# Tarantula Colonies



## grayhound (Jan 1, 2011)

Hi Everyone.  I'm new to arachnoboards and still learning how to navigate / use it.  Also i'm trying to find out information on starting a tarantula colony.  I am the proud owner of 9 t's already, and want to try out a colony because i found a 200 gallon oceanic terrarium for dirt cheap!!  From the research that i've done so far, I think I want to try Avicularia Avicularias.  They seem to be a good species to colonize.  I cannot however find any info on HOW to start the colony.  Do I just buy a mature male and female from different dealers, let them mate, then colonize?  or...... Can I buy 4 - 6 or maybe even 8 spiders ranging from adults to juveniles and just put them in together?  Please any information on this would be greatly appreciated!  Thanks!!


----------



## NikiP (Jan 1, 2011)

Most people start with slings from the same sac, but it sounds like you might be able to go a different route since you are working with so much room. Personally i'd contact AbraxasComplex because he has done a lot of communals & might have some tips/tricks for you. 

Also, this person might be a good one to contact:  
http://www.arachnoboards.com/ab/showthread.php?t=111204&highlight=avicularia+communal


----------



## Royal_T's (Jan 1, 2011)

I don't have any info but I did find this video the other day...  One of the best colonies I've seen.

http://www.youtube.com/watch?v=5Z4teYkW88Q


----------



## Chris_Skeleton (Jan 1, 2011)

Avicularia avicularia are NOT communal. If you are going to do a colony then you need to do one with TRUE communal species such as Holothele incei. Since you are new, it is a bad idea to do a colony with anything other than a communal species. A. avicularia are more tolerant than some species, but once that tolerance runs out, they will eat each other. You should research communal species and communal setups before you do anything. Start up a true setup, get some experience, then if you want to experiment with other species that aren't communal, such as A. avic, you will be better prepared.
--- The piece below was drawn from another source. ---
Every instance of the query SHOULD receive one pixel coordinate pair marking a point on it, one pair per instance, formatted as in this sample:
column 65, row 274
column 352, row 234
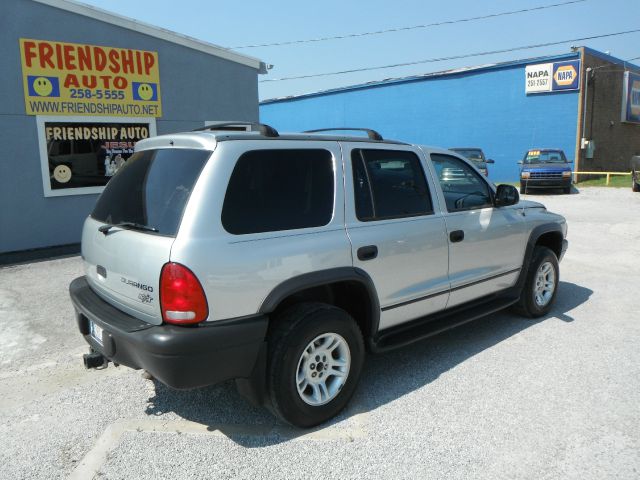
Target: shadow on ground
column 221, row 408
Good luck.


----------



## AbraxasComplex (Jan 1, 2011)

With that size of tank you have a lot of options. Before you do decide on a species (though I do not recommend Avics), I suggest setting up a fake background. You will find a lot of techniques and styles on dart frog forums if you'd like to check it out. The background will add a professional feel to your terrarium and increase the potential surface area for terrestrial (depending on the slope) and arboreal species to utilize as webbing areas.

Set up can take a week to several weeks depending on the style which will allow you time to search out and purchase the species you desire.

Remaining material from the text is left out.